D'abord, comme toute étude, il faut bien définir les termes qu'on emploie, et comme je l'avais dit ailleurs, je pense qu'il faut absolument distinguer force brutale et violence:
- violence : laisser libre cours à ses émotions et sentiments en les exprimant à travers une agression (physique ou verbale) qui n'est pas maitrisée et n'a pas de limite
- force brutale : application de coup ou création de douleur (pouvant aller jusqu'à donner la mort) tout en restant maitre de ses actes et de ses sentiments. Par analogie à un principe d'éthologie: le moins fort possible mais aussi fort que nécessaire
Partant de là, je partirais d'un constat:
auparavant: l'usage de la violence était combattu et sanctionné par l'usage de la force brutale...
exemple: la loi salique mise en place par Clovis était rude, mais visait à dissuader et contenir les accès de violence potentiels de certains
actuellement:
- l'usage de la force brutale est très mal vu
- la pensée commune aurait tendance à trouver des excuses aux actes de violence (folie, "passage à vide", "c'est la faute à la société...", etc...)

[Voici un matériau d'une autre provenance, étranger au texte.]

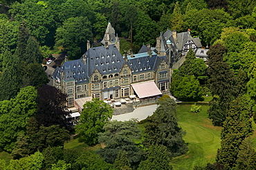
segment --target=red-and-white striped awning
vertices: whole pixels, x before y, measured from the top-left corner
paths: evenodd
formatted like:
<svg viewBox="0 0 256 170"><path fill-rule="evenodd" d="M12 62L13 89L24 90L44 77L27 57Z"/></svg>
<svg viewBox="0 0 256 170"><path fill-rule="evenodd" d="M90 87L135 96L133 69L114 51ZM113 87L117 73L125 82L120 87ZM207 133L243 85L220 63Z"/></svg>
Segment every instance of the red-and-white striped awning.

Quand la bascule aurait-elle eu lieu?
On peut voir une bascule des mentalité avec les philosophes des lumières qui font naître l'idée que l'individu a autant de valeur que la société dans son ensemble, ce qui n'est pas le cas en Afrique, par exemple, où la mort d'un seul n'est pas vu comme une catastrophe si cela permet de sauver les autres.
Cependant, on peut voir la chose différemment: auparavant, on s'affrontait pour des résultats concrets (territoires, possessions, liberté de circulation...) alors qu'actuellement, les conflits sont davantage d'origine idéologique.
On peut d'ailleurs observer un net changement sur ce sujet entre la première et la deuxième guerre mondiale.